Databricks Community

BenMackenzie · ‎04-29-2024

This is the first of three articles about using the Databricks Feature Store. The first article will focus on using existing features to create your dataset and the basics of creating feature tables. The second article will cover feature table creation in greater depth, feature discovery and ensuring maximum re-usability. The final article will discuss feature and function serving and using the feature store with external models.

Feature Stores

Machine learning uses existing data to build a model to predict future outcomes. In almost all cases, the raw data requires preprocessing and transformation before it can be used to build a model. This process is called feature engineering, and the outputs of this process are called features - the building blocks of the model.

Developing features is complex and time-consuming. An additional complication is that for machine learning, feature calculations need to be done for model training and then again when the model is used to make predictions. These implementations may not be performed by the same team or using the same code environment, which can lead to delays and errors. Additionally, different teams in an organization will often have similar feature needs but may not be aware of the work that other teams have done. A feature store is designed to address these problems.
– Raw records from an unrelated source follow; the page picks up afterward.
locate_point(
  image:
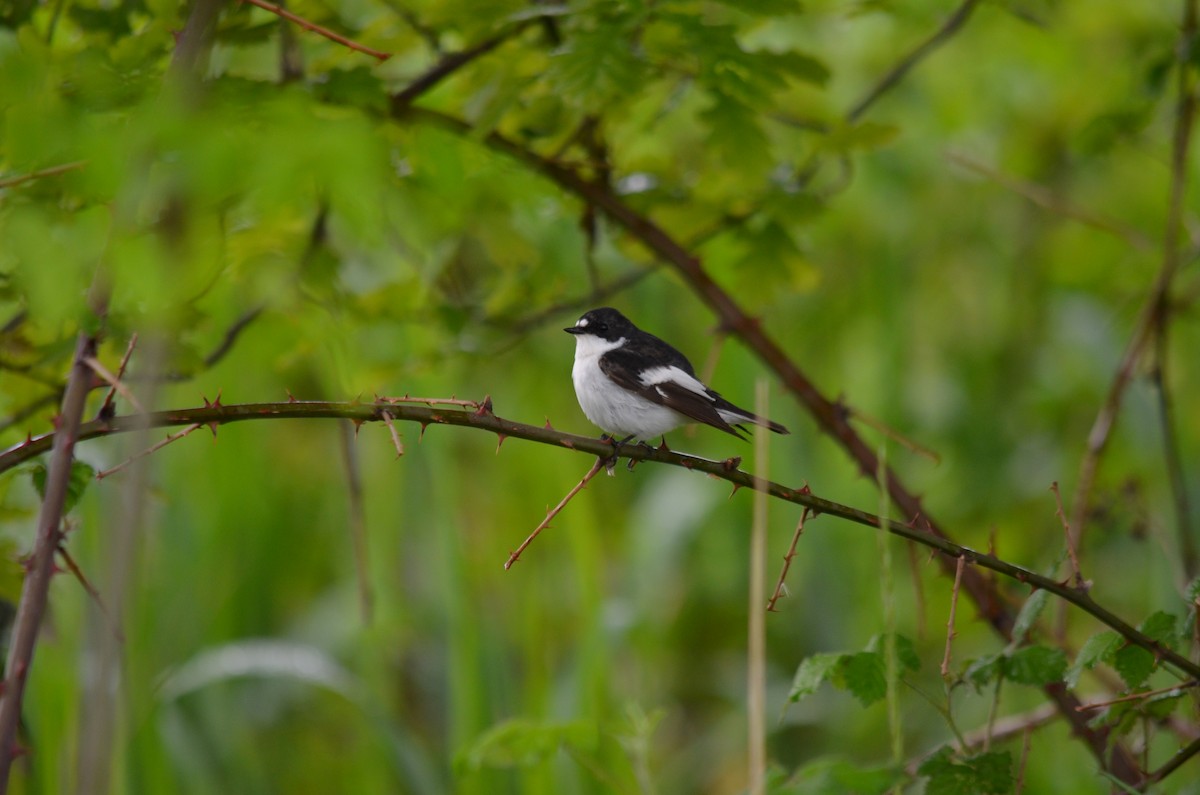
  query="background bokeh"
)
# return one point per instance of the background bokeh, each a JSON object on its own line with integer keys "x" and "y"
{"x": 965, "y": 262}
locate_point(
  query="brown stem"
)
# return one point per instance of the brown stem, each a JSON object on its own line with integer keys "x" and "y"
{"x": 37, "y": 581}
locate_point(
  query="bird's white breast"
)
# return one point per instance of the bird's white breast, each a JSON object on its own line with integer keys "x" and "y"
{"x": 610, "y": 406}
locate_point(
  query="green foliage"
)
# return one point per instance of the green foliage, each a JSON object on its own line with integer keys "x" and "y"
{"x": 82, "y": 476}
{"x": 961, "y": 266}
{"x": 862, "y": 674}
{"x": 1036, "y": 665}
{"x": 988, "y": 773}
{"x": 840, "y": 777}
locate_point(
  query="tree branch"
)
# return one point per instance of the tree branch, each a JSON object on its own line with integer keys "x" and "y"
{"x": 485, "y": 420}
{"x": 898, "y": 72}
{"x": 831, "y": 416}
{"x": 36, "y": 586}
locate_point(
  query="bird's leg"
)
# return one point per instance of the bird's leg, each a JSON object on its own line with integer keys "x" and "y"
{"x": 611, "y": 461}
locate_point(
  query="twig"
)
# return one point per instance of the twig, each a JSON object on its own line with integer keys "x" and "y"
{"x": 153, "y": 448}
{"x": 1066, "y": 531}
{"x": 949, "y": 622}
{"x": 1137, "y": 697}
{"x": 756, "y": 619}
{"x": 35, "y": 590}
{"x": 545, "y": 522}
{"x": 91, "y": 591}
{"x": 395, "y": 436}
{"x": 897, "y": 73}
{"x": 448, "y": 65}
{"x": 358, "y": 520}
{"x": 432, "y": 401}
{"x": 1156, "y": 308}
{"x": 1175, "y": 473}
{"x": 1026, "y": 737}
{"x": 1174, "y": 763}
{"x": 1048, "y": 201}
{"x": 318, "y": 29}
{"x": 114, "y": 383}
{"x": 780, "y": 587}
{"x": 53, "y": 171}
{"x": 219, "y": 414}
{"x": 107, "y": 406}
{"x": 892, "y": 434}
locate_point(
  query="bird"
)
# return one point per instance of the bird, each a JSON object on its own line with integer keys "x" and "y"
{"x": 634, "y": 384}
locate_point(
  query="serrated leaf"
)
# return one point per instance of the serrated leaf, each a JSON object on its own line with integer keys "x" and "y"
{"x": 1133, "y": 664}
{"x": 1029, "y": 615}
{"x": 1098, "y": 649}
{"x": 984, "y": 670}
{"x": 1036, "y": 665}
{"x": 811, "y": 673}
{"x": 864, "y": 675}
{"x": 82, "y": 476}
{"x": 829, "y": 776}
{"x": 989, "y": 773}
{"x": 1159, "y": 626}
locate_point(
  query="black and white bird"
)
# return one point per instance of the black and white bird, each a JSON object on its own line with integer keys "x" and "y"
{"x": 635, "y": 386}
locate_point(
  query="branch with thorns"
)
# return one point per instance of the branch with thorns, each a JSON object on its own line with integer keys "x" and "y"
{"x": 318, "y": 29}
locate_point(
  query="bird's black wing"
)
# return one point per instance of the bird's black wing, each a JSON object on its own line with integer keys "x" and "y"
{"x": 625, "y": 368}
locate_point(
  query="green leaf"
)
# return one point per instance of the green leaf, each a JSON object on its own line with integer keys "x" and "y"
{"x": 829, "y": 776}
{"x": 1161, "y": 626}
{"x": 1098, "y": 649}
{"x": 1134, "y": 664}
{"x": 520, "y": 742}
{"x": 864, "y": 675}
{"x": 82, "y": 476}
{"x": 1029, "y": 615}
{"x": 989, "y": 773}
{"x": 811, "y": 673}
{"x": 1036, "y": 665}
{"x": 984, "y": 670}
{"x": 906, "y": 652}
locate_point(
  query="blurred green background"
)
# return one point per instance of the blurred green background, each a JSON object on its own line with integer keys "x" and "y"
{"x": 965, "y": 262}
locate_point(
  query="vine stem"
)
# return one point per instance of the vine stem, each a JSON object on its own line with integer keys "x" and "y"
{"x": 726, "y": 470}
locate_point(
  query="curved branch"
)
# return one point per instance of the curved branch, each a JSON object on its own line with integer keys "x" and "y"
{"x": 485, "y": 420}
{"x": 831, "y": 416}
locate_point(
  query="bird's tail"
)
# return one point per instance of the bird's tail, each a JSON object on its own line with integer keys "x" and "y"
{"x": 741, "y": 417}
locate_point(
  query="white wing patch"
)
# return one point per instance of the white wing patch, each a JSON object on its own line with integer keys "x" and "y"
{"x": 653, "y": 376}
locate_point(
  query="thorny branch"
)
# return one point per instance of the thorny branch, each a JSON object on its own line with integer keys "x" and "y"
{"x": 486, "y": 420}
{"x": 828, "y": 413}
{"x": 318, "y": 29}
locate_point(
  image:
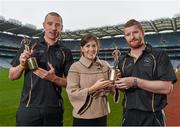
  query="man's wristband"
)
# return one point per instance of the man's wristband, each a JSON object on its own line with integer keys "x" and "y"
{"x": 135, "y": 83}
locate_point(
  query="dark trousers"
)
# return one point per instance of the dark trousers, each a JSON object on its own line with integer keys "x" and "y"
{"x": 102, "y": 121}
{"x": 39, "y": 116}
{"x": 134, "y": 117}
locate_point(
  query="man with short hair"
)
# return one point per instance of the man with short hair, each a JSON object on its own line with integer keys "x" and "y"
{"x": 41, "y": 101}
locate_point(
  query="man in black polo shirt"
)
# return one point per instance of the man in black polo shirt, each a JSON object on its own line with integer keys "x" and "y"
{"x": 147, "y": 77}
{"x": 41, "y": 101}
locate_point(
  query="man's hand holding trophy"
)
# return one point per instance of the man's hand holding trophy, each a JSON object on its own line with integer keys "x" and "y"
{"x": 114, "y": 70}
{"x": 27, "y": 58}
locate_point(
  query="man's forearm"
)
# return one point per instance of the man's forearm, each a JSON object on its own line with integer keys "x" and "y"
{"x": 60, "y": 81}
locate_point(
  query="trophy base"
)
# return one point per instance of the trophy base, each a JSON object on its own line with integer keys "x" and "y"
{"x": 32, "y": 63}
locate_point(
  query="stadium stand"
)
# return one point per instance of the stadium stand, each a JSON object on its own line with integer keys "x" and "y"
{"x": 110, "y": 37}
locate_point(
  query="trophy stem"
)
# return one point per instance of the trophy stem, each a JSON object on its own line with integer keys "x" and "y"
{"x": 32, "y": 63}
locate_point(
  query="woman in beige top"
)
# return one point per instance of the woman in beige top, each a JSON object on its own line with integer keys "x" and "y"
{"x": 87, "y": 85}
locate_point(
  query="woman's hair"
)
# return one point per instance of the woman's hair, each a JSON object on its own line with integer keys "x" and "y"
{"x": 53, "y": 14}
{"x": 89, "y": 37}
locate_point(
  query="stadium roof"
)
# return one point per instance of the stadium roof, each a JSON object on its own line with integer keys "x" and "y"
{"x": 164, "y": 24}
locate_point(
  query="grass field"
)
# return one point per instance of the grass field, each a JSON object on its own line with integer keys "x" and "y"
{"x": 9, "y": 99}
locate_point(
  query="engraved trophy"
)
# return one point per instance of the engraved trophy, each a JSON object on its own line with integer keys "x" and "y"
{"x": 116, "y": 55}
{"x": 32, "y": 62}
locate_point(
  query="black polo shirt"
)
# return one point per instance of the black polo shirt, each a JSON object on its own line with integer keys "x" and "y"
{"x": 153, "y": 64}
{"x": 36, "y": 91}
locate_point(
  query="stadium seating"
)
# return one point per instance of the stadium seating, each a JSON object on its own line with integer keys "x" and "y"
{"x": 170, "y": 42}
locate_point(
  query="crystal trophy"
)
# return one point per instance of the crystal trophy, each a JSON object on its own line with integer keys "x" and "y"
{"x": 32, "y": 62}
{"x": 116, "y": 55}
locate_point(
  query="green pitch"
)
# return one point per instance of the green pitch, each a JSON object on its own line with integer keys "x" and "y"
{"x": 9, "y": 99}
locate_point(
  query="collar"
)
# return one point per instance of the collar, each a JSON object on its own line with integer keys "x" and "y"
{"x": 88, "y": 63}
{"x": 147, "y": 49}
{"x": 41, "y": 40}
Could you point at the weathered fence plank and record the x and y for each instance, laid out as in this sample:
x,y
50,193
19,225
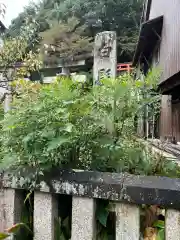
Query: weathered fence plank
x,y
172,225
13,206
127,222
83,218
45,212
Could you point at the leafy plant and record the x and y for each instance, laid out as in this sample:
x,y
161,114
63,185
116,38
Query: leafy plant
x,y
14,230
63,125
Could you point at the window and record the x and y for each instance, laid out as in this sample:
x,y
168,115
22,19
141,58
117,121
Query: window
x,y
156,56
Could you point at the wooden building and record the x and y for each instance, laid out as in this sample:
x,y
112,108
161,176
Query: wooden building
x,y
159,45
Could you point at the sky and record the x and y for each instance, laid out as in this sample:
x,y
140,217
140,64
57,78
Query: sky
x,y
13,8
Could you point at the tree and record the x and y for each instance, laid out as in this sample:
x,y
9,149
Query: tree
x,y
65,42
16,61
121,16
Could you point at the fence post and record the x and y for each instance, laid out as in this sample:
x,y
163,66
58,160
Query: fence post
x,y
172,225
83,218
13,205
105,56
127,222
45,212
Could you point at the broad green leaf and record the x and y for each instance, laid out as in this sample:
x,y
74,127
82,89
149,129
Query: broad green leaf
x,y
161,235
159,224
56,142
69,127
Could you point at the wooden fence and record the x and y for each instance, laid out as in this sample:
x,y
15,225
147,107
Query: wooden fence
x,y
127,192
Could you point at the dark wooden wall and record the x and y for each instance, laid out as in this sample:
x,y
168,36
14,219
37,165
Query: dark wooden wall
x,y
176,121
170,42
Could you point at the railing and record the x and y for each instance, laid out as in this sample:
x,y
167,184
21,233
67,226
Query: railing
x,y
127,192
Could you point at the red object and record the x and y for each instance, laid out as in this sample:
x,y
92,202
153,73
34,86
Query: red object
x,y
127,67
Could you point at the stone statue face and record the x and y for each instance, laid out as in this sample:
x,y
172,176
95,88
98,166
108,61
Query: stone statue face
x,y
106,45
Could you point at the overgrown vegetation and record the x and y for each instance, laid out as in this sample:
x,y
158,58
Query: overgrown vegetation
x,y
64,125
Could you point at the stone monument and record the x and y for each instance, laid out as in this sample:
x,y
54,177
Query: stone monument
x,y
105,56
A feature store is a centralized repository that enables data scientists to find and share features and also ensures that the same code used to compute the feature values is used for model training and inference.

You won't want to miss this...

As a companion to this article, we spoke to one of our most valued partners, Gavi Regunath, about this subject. You can watch the recording of that discussion on the Advancing Analytics YouTube channel.

Databricks Feature Store

Databricks' Feature Store has been merged into Unity Catalog (now referred to as “Feature Engineering in Unity Catalog”). Features are stored in Feature tables, which are regular Delta tables with primary keys and, optionally a timestamp key identified. This integration enables a number of capabilities.

Unified permissions model: Reduces platform complexity with a consistent approach to securing and governing your Data and AI assets

Discoverability: The Feature Store UI, accessible from the Databricks workspace, lets you browse and search for existing features.
End-to-end Lineage: Better understand both the upstream - i.e. the data sources - and downstream dependencies, such as the models, notebooks, jobs, and endpoints that reference the features. access the models, notebooks, jobs, and endpoints that use the feature.
Data monitoring: Enhanced/Improved data monitoring: proactively detect and monitor your models to mitigate against data and model drift

In addition to these capabilities provided by Unity Catalog there are a number of other capabilities provided by the service:

Integrates with model scoring and serving. When you use features from Feature Store to train a model, the model is packaged with feature metadata. When you use the model for batch scoring or online inference, it automatically retrieves features from the Feature Store. The caller does not need to know about them or include logic to look up or join features to score new data. This makes model deployment and updates much easier.
Point-in-time lookups. Feature Store supports time series and event-based use cases that require point-in-time correctness ensuring that no future data is used for training.
Synchronizes with online row-oriented data stores to enable online inference.

On-demand Features

Feature Serving

Delta Tables vs Feature Tables

Integrating the Feature Store with Unity Catalog unlocks a lot of capabilities and simplifies its use. It does raise a question though: is there any distinction between a Feature Table and a regular Delta table (assuming a primary key has been defined)?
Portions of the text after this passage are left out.